Friday, March 20, 2015
The Uninterested, Uninvolved God of Moralistic Therapeutic Deism
Moralistic Therapeutic Deism (MTD) is, argues U of Notre Dame's Christian Smith, the de facto, default religion of American teenagers today. MTD's core beliefs are:
1. A God exists who created and orders the world and watches over human life on earth.
2. God wants people to be good, nice, and fair to each other, as taught in the Bible and by most world religions.
3. The central goal of life is to be happy and to feel good about oneself.
4. God does not need to be particularly involved in one’s life except when he is needed to resolve a problem.
5. Good people go to heaven when they die.
"Moralistic Therapeutic Deism is also about providing therapeutic benefits to its adherents. This is not a religion of repentance from sin, of keeping the Sabbath, of living as a servant of a sovereign divine, of steadfastly saying one’s prayers, of faithfully observing high holy days, of building character through
suffering, of basking in God’s love and grace, of spending oneself in gratitude and love for the cause of social justice, etc. Rather, what appears to be the actual dominant religion among U.S. teenagers is centrally about feeling good, happy, secure, at peace. It is about attaining subjective well-being, being able to resolve problems, and getting along amiably with other people."
The God of MTD is "one who exists, created the world, and defines our general moral order, but not one who is particularly personally involved in our affairs—especially affairs in which we would prefer not to have God involved. Most of the time, the God of this faith keeps a safe distance."
I meet MTD-ers all the time in my MCCC philosophy classes. Some even think they are Christians, or that the worldview of MTD is the worldview of Jesus. The reason for this is that, while MTD is not an official, organized religion, MTD is "colonizing" other religions. Think now of the alien in the astronaut's body who is waiting to bust out of his chest.

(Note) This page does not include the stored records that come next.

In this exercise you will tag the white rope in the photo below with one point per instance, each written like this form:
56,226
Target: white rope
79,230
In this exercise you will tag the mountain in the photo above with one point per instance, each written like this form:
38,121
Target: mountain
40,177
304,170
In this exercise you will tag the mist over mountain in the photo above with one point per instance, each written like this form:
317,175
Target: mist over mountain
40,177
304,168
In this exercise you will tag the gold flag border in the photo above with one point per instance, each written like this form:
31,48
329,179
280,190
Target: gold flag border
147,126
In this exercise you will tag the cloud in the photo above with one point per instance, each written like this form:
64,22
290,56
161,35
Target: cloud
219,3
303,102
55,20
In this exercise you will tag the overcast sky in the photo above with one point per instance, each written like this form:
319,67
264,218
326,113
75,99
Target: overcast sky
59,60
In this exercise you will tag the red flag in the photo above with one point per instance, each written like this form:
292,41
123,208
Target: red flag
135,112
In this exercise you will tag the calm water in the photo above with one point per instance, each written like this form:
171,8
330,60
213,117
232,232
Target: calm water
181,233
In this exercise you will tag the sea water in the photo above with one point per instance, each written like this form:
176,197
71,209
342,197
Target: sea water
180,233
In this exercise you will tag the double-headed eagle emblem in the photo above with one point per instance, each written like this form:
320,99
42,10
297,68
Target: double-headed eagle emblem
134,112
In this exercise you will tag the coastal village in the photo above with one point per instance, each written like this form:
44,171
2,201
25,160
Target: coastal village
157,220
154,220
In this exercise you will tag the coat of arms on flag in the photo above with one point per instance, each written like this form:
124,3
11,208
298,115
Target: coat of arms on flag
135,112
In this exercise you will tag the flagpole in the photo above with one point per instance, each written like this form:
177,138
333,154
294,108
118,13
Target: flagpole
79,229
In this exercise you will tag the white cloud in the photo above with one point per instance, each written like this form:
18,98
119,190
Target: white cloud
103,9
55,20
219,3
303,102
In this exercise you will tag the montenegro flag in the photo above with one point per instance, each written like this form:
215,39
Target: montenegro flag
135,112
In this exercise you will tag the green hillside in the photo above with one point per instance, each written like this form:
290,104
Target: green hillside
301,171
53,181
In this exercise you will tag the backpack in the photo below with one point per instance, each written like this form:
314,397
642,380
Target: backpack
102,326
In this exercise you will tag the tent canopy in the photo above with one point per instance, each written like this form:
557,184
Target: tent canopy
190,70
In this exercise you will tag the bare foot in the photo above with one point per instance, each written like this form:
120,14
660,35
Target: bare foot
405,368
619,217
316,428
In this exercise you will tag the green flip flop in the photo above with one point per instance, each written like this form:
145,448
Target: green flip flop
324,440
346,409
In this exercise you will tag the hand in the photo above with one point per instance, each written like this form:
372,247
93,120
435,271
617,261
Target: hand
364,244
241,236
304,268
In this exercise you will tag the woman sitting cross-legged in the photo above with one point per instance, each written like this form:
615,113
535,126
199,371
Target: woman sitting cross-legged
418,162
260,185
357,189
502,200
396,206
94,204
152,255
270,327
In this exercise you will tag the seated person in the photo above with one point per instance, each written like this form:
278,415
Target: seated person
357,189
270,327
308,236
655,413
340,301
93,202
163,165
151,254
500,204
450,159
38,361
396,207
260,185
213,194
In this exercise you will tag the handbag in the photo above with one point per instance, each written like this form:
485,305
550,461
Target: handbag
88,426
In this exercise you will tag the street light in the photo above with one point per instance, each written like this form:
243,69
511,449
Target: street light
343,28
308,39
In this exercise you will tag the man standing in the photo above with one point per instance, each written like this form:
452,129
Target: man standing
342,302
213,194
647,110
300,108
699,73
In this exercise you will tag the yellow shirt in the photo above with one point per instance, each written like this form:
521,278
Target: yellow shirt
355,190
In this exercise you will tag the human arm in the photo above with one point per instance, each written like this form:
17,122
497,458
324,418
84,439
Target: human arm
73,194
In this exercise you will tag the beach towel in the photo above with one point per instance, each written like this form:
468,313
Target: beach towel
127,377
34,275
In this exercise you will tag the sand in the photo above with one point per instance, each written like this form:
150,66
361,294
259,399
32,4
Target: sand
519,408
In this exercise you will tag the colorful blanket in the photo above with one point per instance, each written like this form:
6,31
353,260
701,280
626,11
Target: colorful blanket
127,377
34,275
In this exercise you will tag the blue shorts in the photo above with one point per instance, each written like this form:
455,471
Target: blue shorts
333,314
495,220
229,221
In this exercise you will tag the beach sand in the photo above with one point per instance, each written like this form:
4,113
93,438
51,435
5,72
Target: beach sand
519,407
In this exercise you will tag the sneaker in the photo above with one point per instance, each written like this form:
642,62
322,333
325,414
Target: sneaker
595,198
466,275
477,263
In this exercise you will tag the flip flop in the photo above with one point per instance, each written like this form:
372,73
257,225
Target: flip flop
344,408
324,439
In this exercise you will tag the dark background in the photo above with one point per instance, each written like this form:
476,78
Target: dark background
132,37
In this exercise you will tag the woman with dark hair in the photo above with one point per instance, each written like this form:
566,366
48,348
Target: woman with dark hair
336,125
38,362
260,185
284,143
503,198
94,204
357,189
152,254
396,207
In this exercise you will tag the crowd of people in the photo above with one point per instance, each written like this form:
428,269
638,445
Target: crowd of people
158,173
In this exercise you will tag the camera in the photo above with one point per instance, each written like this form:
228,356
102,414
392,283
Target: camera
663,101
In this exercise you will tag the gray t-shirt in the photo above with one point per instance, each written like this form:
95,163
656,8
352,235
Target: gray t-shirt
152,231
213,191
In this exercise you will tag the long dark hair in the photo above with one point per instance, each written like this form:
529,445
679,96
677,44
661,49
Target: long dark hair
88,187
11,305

Read Smith's entire article for the details. See also Smith's book Soul Searching: The Religious and Spiritual Lives of American Teenagers.
One more quote from Smith:
"When teenagers talked in their interviews about “grace,” they were usually talking about the television show Will and Grace, not about God’s grace. When teenagers discussed “honor,” they were almost always talking about taking honors courses or making the honor role at school, very rarely about honoring God with their lives. When teens mentioned being “justified,” they almost always meant having a reason for doing something behaviorally questionable, not having their relationship with God made right."
For Smith's research project see National Study of Youth and Religion.